The werewolf's eyes were flat and yellow. No human recognition in them at all — only hunger and aggression. It was enormous. Far worse up close than it had looked at a distance.

He raised his wand and tried to calculate what might work against it, when Hermione's voice came from behind him, barely controlled: "Draco — it's no use, a wand won't work against it — Professor Snape already tried—"

The shock hit him like cold water.

Snape. *Snape* had been defeated.

He cast *Incarcerous* anyway, buying himself a second. The ropes held for exactly that — the werewolf tore through them with one swipe and knocked the wand clean from his hand with the same motion.

"Draco!" Hermione seized his arm.

He stood there without his wand, facing something he could not hex and could not outrun, and looked at the teeth.

*All those things I never said.* He thought it with a strange clarity. *All those things I didn't have time to fix.*

The werewolf raised one claw.

He did the only thing left to him.

He turned, pulled her in, and turned his back to it.

He held her tightly and closed his eyes and waited.

"I'm sorry," he said in her ear, his voice shaking badly. "Hermione, I'm so sorry. Please forgive me—"

He could feel her trembling. Her arms had come around his waist and her cheek was pressed against his jaw and she was crying — warm tears, running against his face — and she was saying his name in a voice that was breaking apart.

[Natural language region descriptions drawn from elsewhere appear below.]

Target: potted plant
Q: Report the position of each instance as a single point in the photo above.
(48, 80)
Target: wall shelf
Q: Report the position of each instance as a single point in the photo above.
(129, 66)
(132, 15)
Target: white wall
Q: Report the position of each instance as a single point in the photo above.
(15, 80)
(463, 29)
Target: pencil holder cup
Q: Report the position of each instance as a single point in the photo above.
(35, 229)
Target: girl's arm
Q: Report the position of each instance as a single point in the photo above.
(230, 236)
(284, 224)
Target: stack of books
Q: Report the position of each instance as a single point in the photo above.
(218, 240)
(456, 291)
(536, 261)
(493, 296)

He had never felt anything so unbearable.

*My Hermione. She smells of green apple.*

*In my other life, I lost her so stupidly. In this one, I was getting there. I was so nearly there.*

The distant howl came again — another wolf, far off, calling across the dark.

The werewolf went still.

It turned. It looked toward the sound.

And it ran.

Draco stood very still, not quite believing in his own continued existence.

Then Hermione's legs gave out and he went down with her, and they were both on the ground — not quite collapsed, not quite sitting, somewhere in between — and she was still holding on and he was still holding on and neither of them could seem to manage anything else.

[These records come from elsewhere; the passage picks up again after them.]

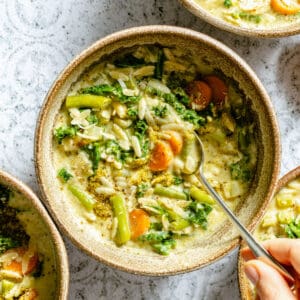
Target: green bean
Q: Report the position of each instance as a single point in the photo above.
(179, 224)
(120, 212)
(86, 100)
(169, 193)
(201, 196)
(85, 199)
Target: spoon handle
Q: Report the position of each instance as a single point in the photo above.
(256, 248)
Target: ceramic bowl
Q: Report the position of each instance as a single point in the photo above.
(245, 288)
(275, 31)
(202, 252)
(61, 258)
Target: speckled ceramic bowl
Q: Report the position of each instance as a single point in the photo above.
(61, 258)
(202, 13)
(245, 287)
(203, 251)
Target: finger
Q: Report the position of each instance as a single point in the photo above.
(285, 251)
(269, 283)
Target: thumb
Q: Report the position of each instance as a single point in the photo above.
(269, 283)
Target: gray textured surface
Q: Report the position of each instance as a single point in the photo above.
(39, 37)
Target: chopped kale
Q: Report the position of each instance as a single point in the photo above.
(93, 151)
(293, 229)
(227, 3)
(141, 189)
(132, 112)
(140, 128)
(64, 175)
(110, 90)
(161, 241)
(160, 110)
(63, 132)
(177, 180)
(159, 66)
(92, 119)
(113, 148)
(198, 213)
(128, 60)
(240, 170)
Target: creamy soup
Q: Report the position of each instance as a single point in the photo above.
(124, 148)
(282, 218)
(258, 14)
(27, 262)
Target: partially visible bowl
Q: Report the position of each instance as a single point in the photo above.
(273, 31)
(49, 234)
(246, 290)
(202, 252)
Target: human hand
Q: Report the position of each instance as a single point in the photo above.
(269, 283)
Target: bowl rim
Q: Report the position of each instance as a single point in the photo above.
(200, 12)
(127, 34)
(61, 253)
(244, 286)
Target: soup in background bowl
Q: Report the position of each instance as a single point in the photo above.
(280, 220)
(115, 149)
(262, 18)
(33, 260)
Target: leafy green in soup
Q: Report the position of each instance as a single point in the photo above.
(124, 146)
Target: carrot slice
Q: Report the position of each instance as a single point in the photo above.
(139, 222)
(200, 94)
(283, 8)
(161, 157)
(16, 265)
(219, 89)
(175, 141)
(30, 294)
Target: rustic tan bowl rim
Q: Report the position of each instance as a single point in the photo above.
(200, 12)
(62, 265)
(243, 281)
(134, 33)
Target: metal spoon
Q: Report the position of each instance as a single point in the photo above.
(256, 248)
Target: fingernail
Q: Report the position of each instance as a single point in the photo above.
(252, 274)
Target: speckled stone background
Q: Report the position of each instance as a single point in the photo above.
(39, 37)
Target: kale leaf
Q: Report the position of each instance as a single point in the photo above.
(128, 60)
(63, 132)
(64, 175)
(198, 213)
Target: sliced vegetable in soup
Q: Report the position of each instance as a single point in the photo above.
(26, 259)
(282, 218)
(124, 147)
(259, 14)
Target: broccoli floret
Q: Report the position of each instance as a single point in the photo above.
(93, 151)
(160, 110)
(128, 60)
(64, 175)
(63, 132)
(141, 189)
(293, 229)
(161, 241)
(198, 213)
(240, 170)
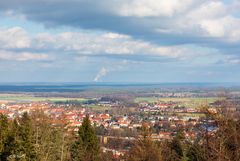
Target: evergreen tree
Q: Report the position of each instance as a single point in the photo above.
(4, 132)
(86, 147)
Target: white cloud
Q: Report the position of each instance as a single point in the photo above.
(146, 8)
(22, 56)
(85, 43)
(14, 37)
(103, 72)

"It's gone," he said, when he found his voice. "Hermione, it's alright. It's gone."

"Draco—" She pressed her face into his shoulder, her teeth chattering. "It was so close — it was so—"

"I know." He was shaking. He could feel it in his hands. He pressed them carefully to her back anyway, trying to steady her. "I know. You're safe. It's gone."

She was clinging to him the way someone does when they are making absolutely certain the other person is real and present and alive. His ribs were taking some strain. He didn't care at all.

The fear was still working its way out of him — the particular species of terror that lives in a moment you think might be the last one — and underneath it, something completely different was becoming very clear.

She was alive and in his arms and shaking.

He was alive and holding her and also shaking.

Since she had come to him and not elsewhere.

Since an embrace, even here, in the cold dark at the edge of the Forbidden Forest, was enough to make the fear bearable.

*What exactly is Draco Malfoy still waiting for?*

He had spent three years telling himself to keep his distance. Keeping his distance. Retreating at the first sign that he might want more than he was entitled to. Convincing himself that she was safer without him, that his feelings were an imposition, that wanting her was just another way of hurting her.

For the first time, with clarity so complete it almost hurt, Draco Malfoy stopped retreating.

He held her closer. Properly. Without reservation and without apology.

She tucked in, her fingers curled in the back of his shirt, her breathing slowly evening out against his neck.

He closed his eyes and did not let go.